Training / Optimization Details

  • DynPT: trained for 50K steps, batch size 32, AdamW + OneCycle scheduler, lr \(5 \times 10^{-4}\).
  • Optimization is conducted in two stages: (1) GA + CMA + CTS optimize depth, pose, and intrinsics; (2) pose is fixed and PTS optimizes depth only.
  • Each stage runs for 300 iterations, Adam lr \(0.01\).

Key Experimental Results

Camera Pose Estimation (ATE ↓)

Method Sintel TUM-dyn ScanNet
MonST3R+GA 0.158 0.099 0.075
C4D-M 0.103 0.071 0.061
DROID-SLAM† 0.175
LEAP-VO† 0.089 0.068 0.070
  • Compared to MonST3R+GA: Sintel ATE reduced by 35%; RPE_rot reduced from 1.924 to 0.705.
  • Competitive with dedicated VO methods that require GT intrinsics.
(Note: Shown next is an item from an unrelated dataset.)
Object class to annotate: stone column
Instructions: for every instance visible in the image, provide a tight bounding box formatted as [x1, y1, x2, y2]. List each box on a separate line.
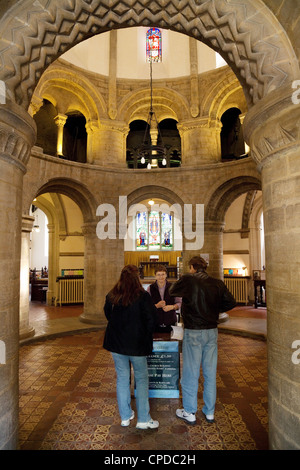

Video Depth Estimation (AbsRel ↓, scale-only alignment)

Method Sintel Bonn KITTI
MonST3R 0.345 0.065 0.159
C4D-M 0.338 0.063 0.091
DepthCrafter 0.692 0.217 0.141

Under scale-only alignment, KITTI AbsRel improves from 0.159 to 0.091 (43% relative gain over MonST3R).

Point Tracking (TAP-Vid DAVIS AJ ↑)

Method AJ \(\delta_\text{avg}\) OA
CoTracker 61.8 76.1 88.3
DynPT 61.6 75.4 87.4

Competitive with SOTA, with the additional capability of predicting mobility (D-ACC: MOVi-E 87.9%, Pan.MOVi-E 94.1%).

Ablation Study (Sintel)

Variant ATE ↓ RPE_t ↓ RPE_r ↓
w/o CMA 0.140 0.051 0.905
w/o CTS 0.131 0.058 1.348
w/o PTS 0.103 0.040 0.705
C4D (full) 0.103 0.040 0.705

CTS has the largest impact on RPE_rot (0.705 → 1.348 when removed).

Highlights & Insights

  • Plug-and-play 4D upgrade: The 3D-to-4D transition requires no fine-tuning of 3D model weights; it is achieved solely through new optimization objectives and temporal correspondences.
  • Mobility prediction in DynPT: A key innovation — distinguishing whether a point's motion originates from camera movement or object movement, enabling more accurate motion mask prediction.
  • LMedS + fundamental matrix for motion segmentation: An elegant solution — the fundamental matrix is estimated using only static points, and any region violating epipolar constraints is classified as dynamic.
  • Multi-frame motion mask fusion: Addresses cases where temporarily stationary dynamic objects (e.g., a pedestrian's feet while standing) appear static between adjacent frame pairs.

Limitations & Future Work

  • DynPT is trained on synthetic Kubric data; the domain gap may affect mobility prediction in real-world dynamic scenes.
  • The optimization stage is relatively slow (2 × 300 iterations).
  • PTS provides marginal improvement on quantitative depth metrics, though temporal smoothness is substantially enhanced (best assessed via visual evaluation).
  • vs. MonST3R: MonST3R fine-tunes the DUSt3R decoder; C4D leaves model weights unchanged and upgrades reconstruction through optimization. C4D produces more accurate motion masks (Fig. 6).
  • vs. Shape-of-Motion / GFlow: These methods require NeRF/3DGS optimization; C4D is more lightweight by operating directly on pointmaps.
  • vs. DROID-SLAM / LEAP-VO: These methods require GT intrinsics; C4D operates from monocular video alone.

Rating

  • Novelty: ⭐⭐⭐⭐ — DynPT's mobility prediction and correspondence-guided motion masks are the primary contributions.
  • Experimental Thoroughness: ⭐⭐⭐⭐⭐ — Covers 3D/4D comparisons, three downstream tasks, six+ datasets, ablations, and motion segmentation evaluation.
  • Writing Quality: ⭐⭐⭐⭐ — Architecture diagrams are clear; method descriptions are complete.
  • Value: ⭐⭐⭐⭐ — Provides both 4D reconstruction methodology and an important extension of the DUSt3R ecosystem.